RapidMiner is an open source data science software for enterprise. It provides a Graphical User Interface and offers a broad range of features including support for processing Big Data on Apache Hadoop with the Radoop client software. It is one of the most commonly used data science tools, according to the Rexer Analytics annual Data Miner Survey. RapidMiner offers all the data science features required by a data scientist, but we shall discuss only one of the features: merging database tables.
A common challenge in data preparation is that team members collect data sets separately and data sets have to be merged before data may be analyzed. Before data is merged, it may reside in multiple database tables. In this tutorial, we will discuss how data in two different database tables may be merged into a single database table using RapidMiner. We will use MySQL database tables as an example in this tutorial. The underlying concepts discussed in this tutorial apply to any type of database supported by Rapid Miner. This article has the following sections:
- Setting the Environment
- RapidMiner Process Operators for Merging Database Tables
- Creating the MySQL Database Tables to Merge
- Creating a RapidMiner Process
- Creating a MySQL Database Connection
- Merging Database Tables with the Union Operator
Download and install RapidMiner Studio 7.3.x (or a later version) from https://my.RapidMiner.com/nexus/account/index.html#downloads.

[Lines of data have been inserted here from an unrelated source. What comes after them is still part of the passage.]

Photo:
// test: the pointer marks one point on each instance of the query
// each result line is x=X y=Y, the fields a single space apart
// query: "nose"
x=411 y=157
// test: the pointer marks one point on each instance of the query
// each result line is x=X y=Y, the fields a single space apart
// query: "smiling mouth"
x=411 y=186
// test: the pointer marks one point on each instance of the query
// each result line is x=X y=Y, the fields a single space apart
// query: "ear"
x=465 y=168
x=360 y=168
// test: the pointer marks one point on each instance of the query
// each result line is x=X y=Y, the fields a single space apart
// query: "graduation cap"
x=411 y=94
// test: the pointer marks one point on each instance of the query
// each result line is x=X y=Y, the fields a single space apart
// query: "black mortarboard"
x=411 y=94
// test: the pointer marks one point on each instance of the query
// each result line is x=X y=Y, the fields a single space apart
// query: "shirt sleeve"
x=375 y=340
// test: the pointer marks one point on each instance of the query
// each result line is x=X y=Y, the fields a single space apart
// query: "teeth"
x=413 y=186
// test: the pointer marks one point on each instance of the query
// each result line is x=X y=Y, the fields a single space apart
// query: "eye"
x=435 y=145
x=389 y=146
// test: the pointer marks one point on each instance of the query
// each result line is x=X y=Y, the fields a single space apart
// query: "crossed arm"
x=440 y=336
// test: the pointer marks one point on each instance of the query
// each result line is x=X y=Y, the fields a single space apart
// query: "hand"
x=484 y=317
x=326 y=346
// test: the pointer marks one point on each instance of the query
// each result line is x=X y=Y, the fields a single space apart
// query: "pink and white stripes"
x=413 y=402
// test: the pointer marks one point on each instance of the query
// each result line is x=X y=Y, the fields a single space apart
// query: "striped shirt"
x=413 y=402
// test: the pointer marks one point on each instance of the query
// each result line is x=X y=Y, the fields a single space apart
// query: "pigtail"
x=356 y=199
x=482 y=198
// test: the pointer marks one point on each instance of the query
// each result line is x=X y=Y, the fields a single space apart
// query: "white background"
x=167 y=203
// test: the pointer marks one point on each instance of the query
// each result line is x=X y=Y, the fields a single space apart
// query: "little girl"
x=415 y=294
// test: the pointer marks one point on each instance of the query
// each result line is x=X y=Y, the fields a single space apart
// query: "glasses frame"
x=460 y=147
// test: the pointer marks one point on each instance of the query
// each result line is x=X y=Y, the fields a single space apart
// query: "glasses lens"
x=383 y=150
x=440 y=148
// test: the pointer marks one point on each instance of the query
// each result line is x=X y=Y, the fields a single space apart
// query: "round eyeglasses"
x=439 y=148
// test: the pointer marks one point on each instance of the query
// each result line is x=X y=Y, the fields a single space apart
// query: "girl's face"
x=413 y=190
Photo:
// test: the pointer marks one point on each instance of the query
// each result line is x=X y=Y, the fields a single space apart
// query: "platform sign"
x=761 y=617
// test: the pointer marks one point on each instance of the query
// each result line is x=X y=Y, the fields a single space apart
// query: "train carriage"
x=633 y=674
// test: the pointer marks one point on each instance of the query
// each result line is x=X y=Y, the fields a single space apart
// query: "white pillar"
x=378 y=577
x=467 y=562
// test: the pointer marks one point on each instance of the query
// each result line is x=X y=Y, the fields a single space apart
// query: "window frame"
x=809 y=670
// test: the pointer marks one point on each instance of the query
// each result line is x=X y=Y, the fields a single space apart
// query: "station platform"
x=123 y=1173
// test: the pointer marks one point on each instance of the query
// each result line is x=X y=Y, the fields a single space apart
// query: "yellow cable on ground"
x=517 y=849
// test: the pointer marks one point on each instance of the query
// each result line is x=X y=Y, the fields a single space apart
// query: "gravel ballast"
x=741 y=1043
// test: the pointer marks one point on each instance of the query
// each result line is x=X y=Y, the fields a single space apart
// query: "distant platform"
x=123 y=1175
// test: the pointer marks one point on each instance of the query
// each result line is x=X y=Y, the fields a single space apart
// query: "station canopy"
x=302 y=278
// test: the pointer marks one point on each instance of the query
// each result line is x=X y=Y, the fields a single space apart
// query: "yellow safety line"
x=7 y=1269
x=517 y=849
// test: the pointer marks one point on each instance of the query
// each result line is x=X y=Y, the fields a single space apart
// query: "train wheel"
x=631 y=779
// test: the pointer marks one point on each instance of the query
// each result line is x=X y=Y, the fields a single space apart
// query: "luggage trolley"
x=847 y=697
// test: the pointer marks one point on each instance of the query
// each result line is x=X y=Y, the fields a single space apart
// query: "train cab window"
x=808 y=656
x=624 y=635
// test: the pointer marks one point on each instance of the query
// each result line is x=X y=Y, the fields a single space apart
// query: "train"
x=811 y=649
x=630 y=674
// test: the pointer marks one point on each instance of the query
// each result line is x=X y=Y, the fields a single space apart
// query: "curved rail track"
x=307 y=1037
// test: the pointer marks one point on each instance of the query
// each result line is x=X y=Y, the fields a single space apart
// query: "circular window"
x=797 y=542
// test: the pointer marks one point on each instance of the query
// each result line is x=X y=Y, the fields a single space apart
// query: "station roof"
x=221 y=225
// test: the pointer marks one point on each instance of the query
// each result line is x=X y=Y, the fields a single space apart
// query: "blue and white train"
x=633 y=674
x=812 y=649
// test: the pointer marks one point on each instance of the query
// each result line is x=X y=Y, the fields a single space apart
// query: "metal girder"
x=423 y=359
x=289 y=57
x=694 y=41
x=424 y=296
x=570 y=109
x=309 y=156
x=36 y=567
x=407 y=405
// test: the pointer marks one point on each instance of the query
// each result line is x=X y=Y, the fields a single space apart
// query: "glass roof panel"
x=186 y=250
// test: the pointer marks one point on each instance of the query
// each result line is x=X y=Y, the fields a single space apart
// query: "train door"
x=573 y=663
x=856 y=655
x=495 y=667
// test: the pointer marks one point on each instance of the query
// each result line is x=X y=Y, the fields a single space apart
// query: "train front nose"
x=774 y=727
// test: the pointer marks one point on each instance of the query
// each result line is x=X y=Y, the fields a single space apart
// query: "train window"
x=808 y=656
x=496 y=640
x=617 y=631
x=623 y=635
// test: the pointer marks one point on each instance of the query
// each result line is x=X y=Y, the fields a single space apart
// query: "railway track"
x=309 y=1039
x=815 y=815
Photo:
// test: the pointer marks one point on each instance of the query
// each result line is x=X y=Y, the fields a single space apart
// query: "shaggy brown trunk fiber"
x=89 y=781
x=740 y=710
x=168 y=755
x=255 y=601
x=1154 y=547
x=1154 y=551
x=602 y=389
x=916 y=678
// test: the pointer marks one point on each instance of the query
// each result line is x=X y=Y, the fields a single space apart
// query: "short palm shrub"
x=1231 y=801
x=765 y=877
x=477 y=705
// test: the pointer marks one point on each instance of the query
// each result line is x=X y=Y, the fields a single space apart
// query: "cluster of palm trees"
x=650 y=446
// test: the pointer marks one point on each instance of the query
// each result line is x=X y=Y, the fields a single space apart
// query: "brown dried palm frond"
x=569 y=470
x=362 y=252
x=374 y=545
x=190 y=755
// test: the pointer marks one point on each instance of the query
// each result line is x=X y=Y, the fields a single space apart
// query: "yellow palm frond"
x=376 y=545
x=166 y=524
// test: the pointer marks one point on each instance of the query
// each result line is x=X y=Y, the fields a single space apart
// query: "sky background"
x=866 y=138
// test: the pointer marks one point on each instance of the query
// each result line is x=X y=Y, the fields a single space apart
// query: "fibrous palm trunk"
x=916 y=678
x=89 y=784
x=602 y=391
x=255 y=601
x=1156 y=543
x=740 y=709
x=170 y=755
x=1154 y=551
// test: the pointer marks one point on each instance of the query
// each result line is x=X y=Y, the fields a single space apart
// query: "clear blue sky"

We shall use MySQL database for example tables to merge. Download and install MySQL database from https://dev.mysql.com/downloads/.
RapidMiner is based on using RapidMiner operators in a RapidMiner "process." Some of the operators are specialized for specific types of input and output. For a database, the following (Table 1) operators are provided to read, write, and update a database table.
|Read Database||Reads an ExampleSet from SQL relational database. Stores data in memory.|
|Write Database||Writes an ExampleSet to a SQL database.|
|Stream Database||Reads an ExampleSet from SQL database but does not read the data into memory. Instead, keeps the data in the database, which allows data of varying sizes implying large database tables to be read.|
|Update Database||Updates an existing SQL database table.|
Table 1: RapidMiner Process Operators for Databases
To merge or combine data, which could be from another data source and not just an ExampleSet from a SQL database, RapidMiner provides several operators, as discussed in Table 2.
|Join||Joins two ExampleSets. Supports inner join, left outer join and right outer join, and full outer join.|
|Append||Appends or merges two ExampleSets into a single ExampleSet. The ExampleSets must be compatible, which implies that they should have the same number of attributes and attribute names. If one ExampleSet has a different number of attributes or different attribute names than the other, the Append operator does not merge the ExampleSets.|
|Union||Merges two ExampleSets to create a resultant ExampleSet. The ExampleSets do not need to have the same number attributes or attribute names. The resultant ExampleSet has attributes from both ExampleSets.|
|Merge||Merges attribute values from a single ExampleSet. Merge is not the operator we need because we shall be merging two different ExampleSets obtained from two different database tables.|
Table 2: RapidMiner Process Operators for Databases
Next, create two MySQL database tables to merge. First, log in to the MySQL client interface (CLI), as shown in Figure 1.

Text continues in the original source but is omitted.